Two to three PC specimen grafts mixed with an appropriate amount of matrigel (BD Biosciences, Franklin Lakes, NJ, USA) were implanted between the capsule and underlying parenchyma of each kidney in the male mice under general anesthesia [31]. To maintain host testosterone levels, implants of testosterone (4 Androsten 17b-01–3-one, Sigma Chemical Co., St. Louis, MO, USA) were inserted intraperitoneally at a dose of 40 mg/capsule per mouse [6]. Plasma testosterone levels in tumor-bearing mice with implants were monitored by enzyme-linked immunosorbent assay (ELISA).
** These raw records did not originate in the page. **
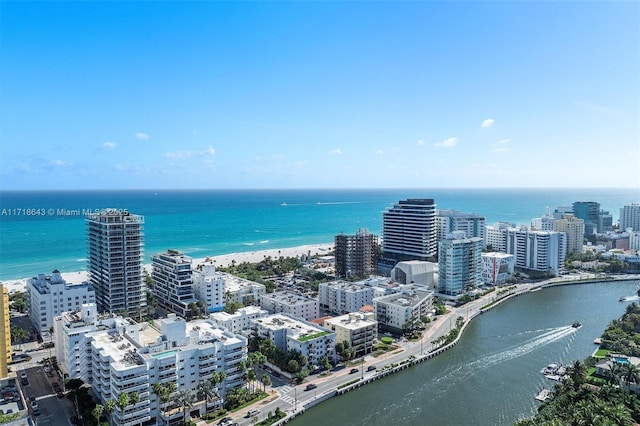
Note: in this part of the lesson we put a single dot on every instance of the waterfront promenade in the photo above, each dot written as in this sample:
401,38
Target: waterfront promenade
294,400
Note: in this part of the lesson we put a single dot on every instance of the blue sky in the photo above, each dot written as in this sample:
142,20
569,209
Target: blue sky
120,95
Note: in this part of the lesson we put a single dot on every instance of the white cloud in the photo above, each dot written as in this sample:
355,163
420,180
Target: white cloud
272,157
447,143
178,155
61,163
487,123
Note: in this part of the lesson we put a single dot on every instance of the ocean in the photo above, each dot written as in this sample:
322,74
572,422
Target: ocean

Initial tumor growth was measured with an NIRF optical imaging system (Caliper Life Sciences, Hopkinton, MA, USA) twice weekly. The mice were intravenously injected with MHI-148 (1 μmol/kg; provided by Dr. Leland W.K. Chung, Cedars-Sinai Medical Center, Los Angeles, CA, USA), and the NIRF intensity in the regions of interest were measured using a Lumina II Imaging System at 24 h after dye administration. The mice were monitored for up to 6 months post-implantation to examine initial tumor growth [20], and MHI-148 uptake was examined in accordance with the published methods [19]. Tumor samples from PDX models were collected at each stage and frozen or fixed with 4% polyformaldehyde.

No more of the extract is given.